Either way, we're for it."
"What do people mean when they say, "I am not afraid of God because I know He is good'? Have they never been to a dentist?"

And what I'm holding on to:

" And then one babbles-'if only I could bear it, or the worst of it, or any of it, instead of her.'  But one can't tell how serious that bid is, for nothing is staked on it. If it suddenly became a real possibility, then, for the first time, we should discover how seriously we had meant it. But is it ever allowed? 
It was allowed to One, we are told, and I find I can now believe again, that He has done vicariously whatever can be so done. He replies to our babble, "You cannot and you dare not. I could and dared."

***
I keep repeating so many of those phrases I just wrote. But that one especially. "You cannot and you dare not, I could and dared."

I'm happy that not all of life is captured in writing.
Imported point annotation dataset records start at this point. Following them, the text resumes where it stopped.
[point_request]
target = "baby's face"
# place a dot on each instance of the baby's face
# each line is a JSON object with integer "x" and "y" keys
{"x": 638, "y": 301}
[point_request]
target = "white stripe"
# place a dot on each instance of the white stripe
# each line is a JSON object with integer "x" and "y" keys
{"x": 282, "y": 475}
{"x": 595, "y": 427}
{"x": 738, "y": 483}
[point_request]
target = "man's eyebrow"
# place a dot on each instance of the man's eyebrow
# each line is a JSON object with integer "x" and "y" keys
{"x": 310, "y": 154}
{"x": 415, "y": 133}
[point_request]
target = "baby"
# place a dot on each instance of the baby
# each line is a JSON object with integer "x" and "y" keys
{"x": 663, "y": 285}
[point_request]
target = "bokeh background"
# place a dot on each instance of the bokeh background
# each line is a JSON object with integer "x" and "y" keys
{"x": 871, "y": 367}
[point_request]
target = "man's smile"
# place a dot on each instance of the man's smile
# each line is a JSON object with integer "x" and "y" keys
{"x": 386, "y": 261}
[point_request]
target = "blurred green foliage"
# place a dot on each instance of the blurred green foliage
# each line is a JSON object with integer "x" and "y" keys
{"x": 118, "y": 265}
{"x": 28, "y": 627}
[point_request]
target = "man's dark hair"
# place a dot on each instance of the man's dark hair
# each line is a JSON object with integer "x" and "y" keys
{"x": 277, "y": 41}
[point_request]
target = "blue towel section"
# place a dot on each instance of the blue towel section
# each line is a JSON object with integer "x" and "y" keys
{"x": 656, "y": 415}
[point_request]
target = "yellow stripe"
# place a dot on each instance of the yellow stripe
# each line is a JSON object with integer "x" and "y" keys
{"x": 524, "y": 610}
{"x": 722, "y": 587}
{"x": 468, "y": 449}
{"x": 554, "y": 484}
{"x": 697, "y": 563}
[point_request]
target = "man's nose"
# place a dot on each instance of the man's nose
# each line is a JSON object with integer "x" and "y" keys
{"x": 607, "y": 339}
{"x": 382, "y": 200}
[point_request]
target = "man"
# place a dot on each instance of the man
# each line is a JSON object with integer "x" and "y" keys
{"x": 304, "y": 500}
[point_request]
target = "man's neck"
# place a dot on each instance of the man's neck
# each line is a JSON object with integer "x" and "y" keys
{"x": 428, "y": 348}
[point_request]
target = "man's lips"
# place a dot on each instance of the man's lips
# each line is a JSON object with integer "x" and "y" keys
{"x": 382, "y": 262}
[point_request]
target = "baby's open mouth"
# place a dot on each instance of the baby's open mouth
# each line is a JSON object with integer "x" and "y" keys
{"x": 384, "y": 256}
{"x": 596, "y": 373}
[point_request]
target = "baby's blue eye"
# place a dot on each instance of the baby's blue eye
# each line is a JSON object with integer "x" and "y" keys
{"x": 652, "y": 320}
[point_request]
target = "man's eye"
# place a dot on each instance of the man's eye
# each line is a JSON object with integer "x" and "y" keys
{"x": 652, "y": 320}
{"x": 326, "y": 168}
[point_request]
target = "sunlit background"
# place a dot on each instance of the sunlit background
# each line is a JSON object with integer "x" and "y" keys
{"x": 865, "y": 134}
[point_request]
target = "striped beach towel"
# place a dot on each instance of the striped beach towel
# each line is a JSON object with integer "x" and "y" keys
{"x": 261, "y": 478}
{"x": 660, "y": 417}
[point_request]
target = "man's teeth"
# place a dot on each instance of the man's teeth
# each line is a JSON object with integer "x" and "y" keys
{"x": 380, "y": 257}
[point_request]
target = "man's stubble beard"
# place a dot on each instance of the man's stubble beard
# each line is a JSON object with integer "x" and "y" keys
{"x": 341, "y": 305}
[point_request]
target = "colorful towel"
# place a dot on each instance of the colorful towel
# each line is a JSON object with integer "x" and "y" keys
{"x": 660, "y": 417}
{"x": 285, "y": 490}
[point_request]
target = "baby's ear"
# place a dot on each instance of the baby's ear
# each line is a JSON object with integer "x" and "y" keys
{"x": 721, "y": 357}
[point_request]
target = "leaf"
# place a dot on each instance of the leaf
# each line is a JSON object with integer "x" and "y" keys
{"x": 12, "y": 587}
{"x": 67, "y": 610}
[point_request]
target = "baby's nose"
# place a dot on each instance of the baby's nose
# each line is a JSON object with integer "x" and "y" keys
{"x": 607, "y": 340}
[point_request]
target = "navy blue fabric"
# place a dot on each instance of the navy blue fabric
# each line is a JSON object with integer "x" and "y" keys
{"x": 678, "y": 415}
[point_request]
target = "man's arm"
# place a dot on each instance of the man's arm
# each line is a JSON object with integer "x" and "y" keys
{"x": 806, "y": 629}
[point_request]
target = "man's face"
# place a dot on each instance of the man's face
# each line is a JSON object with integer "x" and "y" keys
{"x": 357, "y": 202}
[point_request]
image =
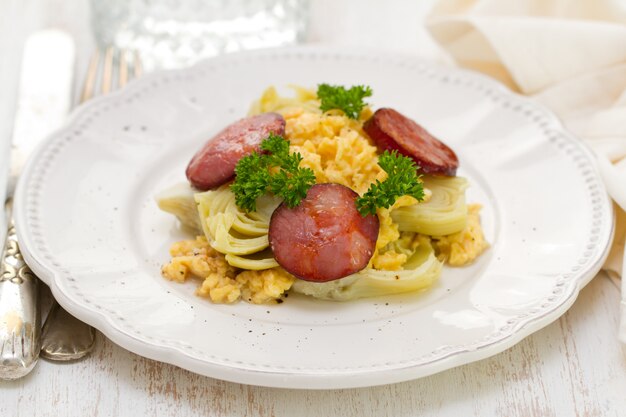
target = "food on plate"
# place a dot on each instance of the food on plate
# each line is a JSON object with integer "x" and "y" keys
{"x": 318, "y": 195}
{"x": 324, "y": 238}
{"x": 214, "y": 164}
{"x": 391, "y": 130}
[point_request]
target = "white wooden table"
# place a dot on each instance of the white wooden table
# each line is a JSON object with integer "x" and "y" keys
{"x": 573, "y": 367}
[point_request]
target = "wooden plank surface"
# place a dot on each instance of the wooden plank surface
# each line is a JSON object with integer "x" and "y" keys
{"x": 573, "y": 367}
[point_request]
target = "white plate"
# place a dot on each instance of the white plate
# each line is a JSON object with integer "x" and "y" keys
{"x": 89, "y": 226}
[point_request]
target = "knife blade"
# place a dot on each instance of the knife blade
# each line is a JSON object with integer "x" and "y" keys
{"x": 44, "y": 98}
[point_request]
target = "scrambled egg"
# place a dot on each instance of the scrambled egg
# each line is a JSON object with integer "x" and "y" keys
{"x": 461, "y": 248}
{"x": 221, "y": 282}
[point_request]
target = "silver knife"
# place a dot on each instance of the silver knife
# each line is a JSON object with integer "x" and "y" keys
{"x": 44, "y": 99}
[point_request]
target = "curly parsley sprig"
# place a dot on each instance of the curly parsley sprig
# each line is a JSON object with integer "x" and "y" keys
{"x": 276, "y": 171}
{"x": 350, "y": 101}
{"x": 402, "y": 179}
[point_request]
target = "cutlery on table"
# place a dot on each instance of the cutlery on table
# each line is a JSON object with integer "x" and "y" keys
{"x": 43, "y": 102}
{"x": 64, "y": 337}
{"x": 45, "y": 83}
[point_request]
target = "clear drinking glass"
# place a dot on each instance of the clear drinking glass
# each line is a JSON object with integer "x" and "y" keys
{"x": 176, "y": 33}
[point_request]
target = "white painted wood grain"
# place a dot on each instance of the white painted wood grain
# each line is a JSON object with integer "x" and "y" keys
{"x": 573, "y": 367}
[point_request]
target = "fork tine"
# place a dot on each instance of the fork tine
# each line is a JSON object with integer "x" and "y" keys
{"x": 107, "y": 71}
{"x": 138, "y": 66}
{"x": 123, "y": 69}
{"x": 89, "y": 87}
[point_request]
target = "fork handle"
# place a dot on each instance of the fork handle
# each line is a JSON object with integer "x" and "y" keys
{"x": 19, "y": 310}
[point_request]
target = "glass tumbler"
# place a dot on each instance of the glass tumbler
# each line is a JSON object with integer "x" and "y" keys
{"x": 177, "y": 33}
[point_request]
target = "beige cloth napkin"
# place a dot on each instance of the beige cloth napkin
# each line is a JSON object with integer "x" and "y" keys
{"x": 569, "y": 55}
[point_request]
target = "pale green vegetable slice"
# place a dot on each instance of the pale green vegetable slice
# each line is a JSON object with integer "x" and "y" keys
{"x": 445, "y": 213}
{"x": 234, "y": 232}
{"x": 179, "y": 201}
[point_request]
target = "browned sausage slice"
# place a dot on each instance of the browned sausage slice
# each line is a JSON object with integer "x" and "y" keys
{"x": 214, "y": 164}
{"x": 324, "y": 238}
{"x": 391, "y": 130}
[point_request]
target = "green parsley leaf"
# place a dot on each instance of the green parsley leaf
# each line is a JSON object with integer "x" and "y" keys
{"x": 348, "y": 100}
{"x": 402, "y": 179}
{"x": 275, "y": 171}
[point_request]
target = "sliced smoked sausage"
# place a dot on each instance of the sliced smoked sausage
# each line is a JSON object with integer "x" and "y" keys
{"x": 391, "y": 130}
{"x": 214, "y": 164}
{"x": 324, "y": 238}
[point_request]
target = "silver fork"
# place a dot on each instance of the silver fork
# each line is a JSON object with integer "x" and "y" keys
{"x": 65, "y": 338}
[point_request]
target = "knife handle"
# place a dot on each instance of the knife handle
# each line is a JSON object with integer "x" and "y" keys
{"x": 20, "y": 327}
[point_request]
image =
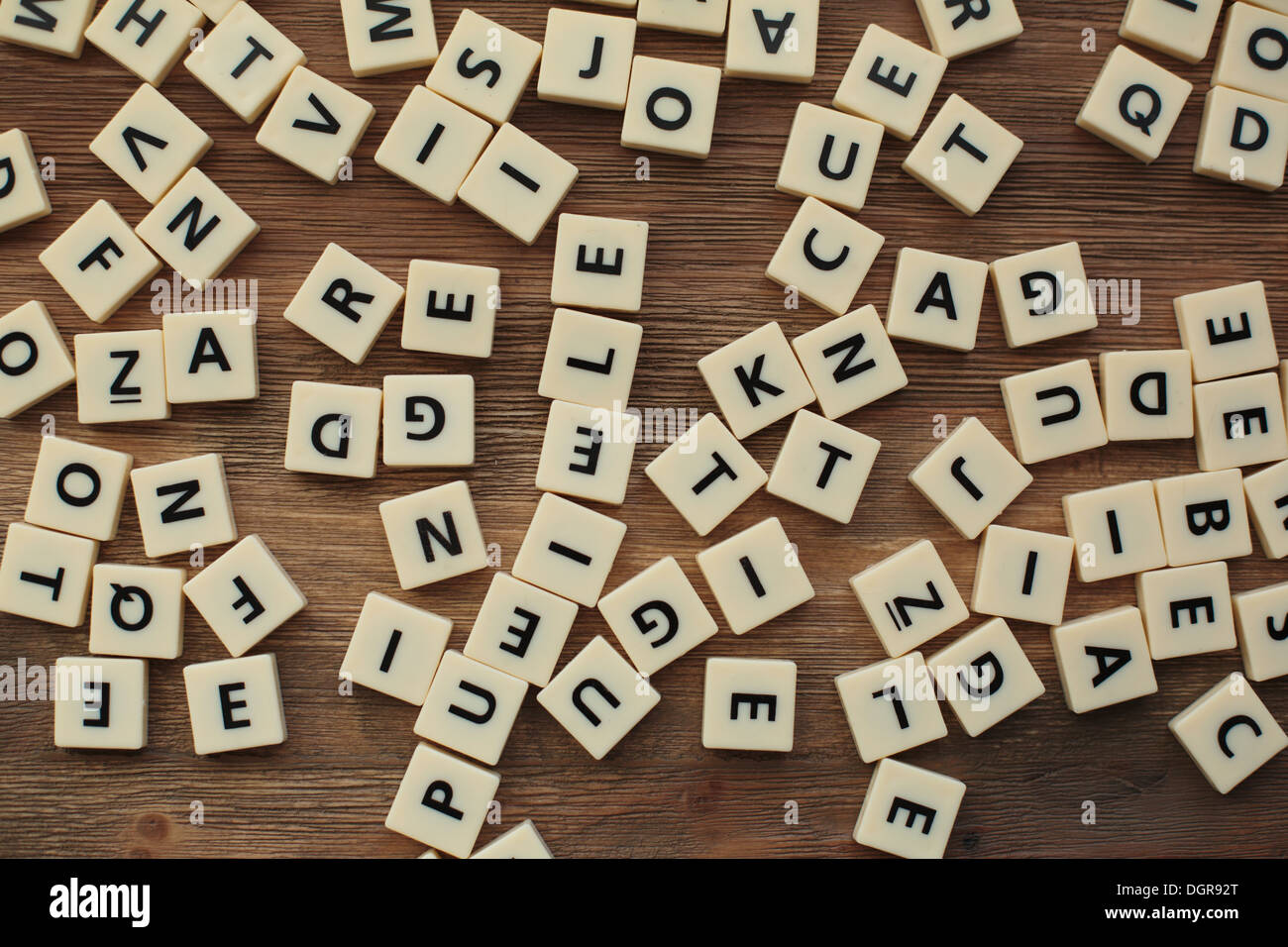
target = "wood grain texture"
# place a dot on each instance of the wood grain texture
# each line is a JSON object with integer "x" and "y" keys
{"x": 713, "y": 228}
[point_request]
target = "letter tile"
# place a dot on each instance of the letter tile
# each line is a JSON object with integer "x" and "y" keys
{"x": 1229, "y": 733}
{"x": 183, "y": 505}
{"x": 824, "y": 256}
{"x": 235, "y": 703}
{"x": 137, "y": 611}
{"x": 395, "y": 648}
{"x": 245, "y": 595}
{"x": 962, "y": 157}
{"x": 101, "y": 703}
{"x": 823, "y": 467}
{"x": 120, "y": 376}
{"x": 1205, "y": 517}
{"x": 706, "y": 474}
{"x": 970, "y": 478}
{"x": 657, "y": 616}
{"x": 1054, "y": 411}
{"x": 755, "y": 577}
{"x": 909, "y": 810}
{"x": 671, "y": 106}
{"x": 1022, "y": 575}
{"x": 892, "y": 706}
{"x": 46, "y": 575}
{"x": 99, "y": 262}
{"x": 597, "y": 697}
{"x": 910, "y": 598}
{"x": 471, "y": 707}
{"x": 77, "y": 488}
{"x": 1103, "y": 660}
{"x": 587, "y": 59}
{"x": 433, "y": 535}
{"x": 756, "y": 380}
{"x": 520, "y": 629}
{"x": 568, "y": 549}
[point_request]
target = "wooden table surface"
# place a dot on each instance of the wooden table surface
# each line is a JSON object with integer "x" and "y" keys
{"x": 713, "y": 226}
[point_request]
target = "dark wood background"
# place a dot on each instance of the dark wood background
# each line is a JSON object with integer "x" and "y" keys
{"x": 713, "y": 227}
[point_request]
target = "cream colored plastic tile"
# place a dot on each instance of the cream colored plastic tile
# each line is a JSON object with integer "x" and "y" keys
{"x": 333, "y": 429}
{"x": 518, "y": 183}
{"x": 755, "y": 577}
{"x": 137, "y": 611}
{"x": 1054, "y": 411}
{"x": 99, "y": 262}
{"x": 1243, "y": 140}
{"x": 1116, "y": 531}
{"x": 451, "y": 308}
{"x": 429, "y": 420}
{"x": 890, "y": 80}
{"x": 706, "y": 474}
{"x": 316, "y": 125}
{"x": 1147, "y": 394}
{"x": 51, "y": 29}
{"x": 471, "y": 707}
{"x": 597, "y": 697}
{"x": 909, "y": 810}
{"x": 210, "y": 356}
{"x": 120, "y": 376}
{"x": 520, "y": 629}
{"x": 892, "y": 706}
{"x": 587, "y": 59}
{"x": 671, "y": 106}
{"x": 936, "y": 299}
{"x": 145, "y": 37}
{"x": 756, "y": 380}
{"x": 183, "y": 505}
{"x": 101, "y": 703}
{"x": 1181, "y": 30}
{"x": 587, "y": 453}
{"x": 776, "y": 40}
{"x": 77, "y": 488}
{"x": 824, "y": 256}
{"x": 433, "y": 535}
{"x": 970, "y": 478}
{"x": 442, "y": 800}
{"x": 962, "y": 155}
{"x": 34, "y": 359}
{"x": 823, "y": 467}
{"x": 245, "y": 595}
{"x": 197, "y": 228}
{"x": 46, "y": 575}
{"x": 1229, "y": 733}
{"x": 590, "y": 360}
{"x": 1103, "y": 660}
{"x": 748, "y": 703}
{"x": 395, "y": 648}
{"x": 1239, "y": 421}
{"x": 986, "y": 677}
{"x": 22, "y": 192}
{"x": 1133, "y": 105}
{"x": 910, "y": 598}
{"x": 1228, "y": 330}
{"x": 1261, "y": 621}
{"x": 1022, "y": 575}
{"x": 1205, "y": 517}
{"x": 1042, "y": 295}
{"x": 387, "y": 37}
{"x": 657, "y": 616}
{"x": 568, "y": 549}
{"x": 245, "y": 62}
{"x": 1186, "y": 609}
{"x": 433, "y": 144}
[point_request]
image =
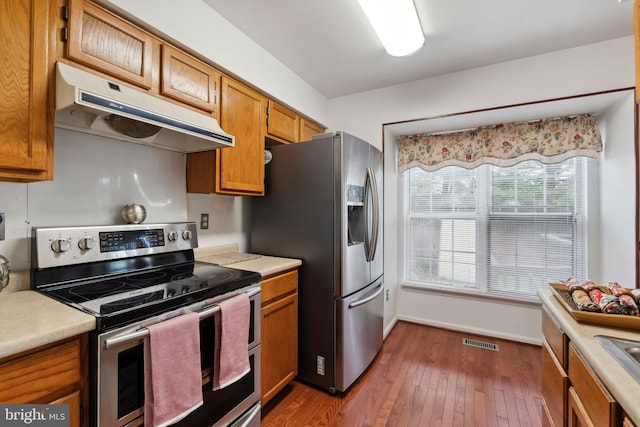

These weeks have been highs and lows and highs. And I'm learning how much of a private matter grieving seems to be. My body seems to just straighten up when others come in the room.  My brain and heart have been on overdrive and there's a sort of rawness to it all when everything goes still. But there are certain things I'm certain of that I end up landing on every time my mind takes me on these drives.

I know God was there when we found out the news of our babe. I heard him.

I know what I would be if it weren't for following him in this life. And I don't want that life.

I know that we were made in his image-meaning that while flawed- as christ redeems, we learn what good is.

Too many years of too many christians have agreed on so much of the Characteristics of God. Could we be all wrong? Perhaps. But the Word, and the Miracles, and the Joy, and the lives redeemed. The death of Jesus.Too much evidence and too much support for the contrary. God. is. good. He loves his babes. To death.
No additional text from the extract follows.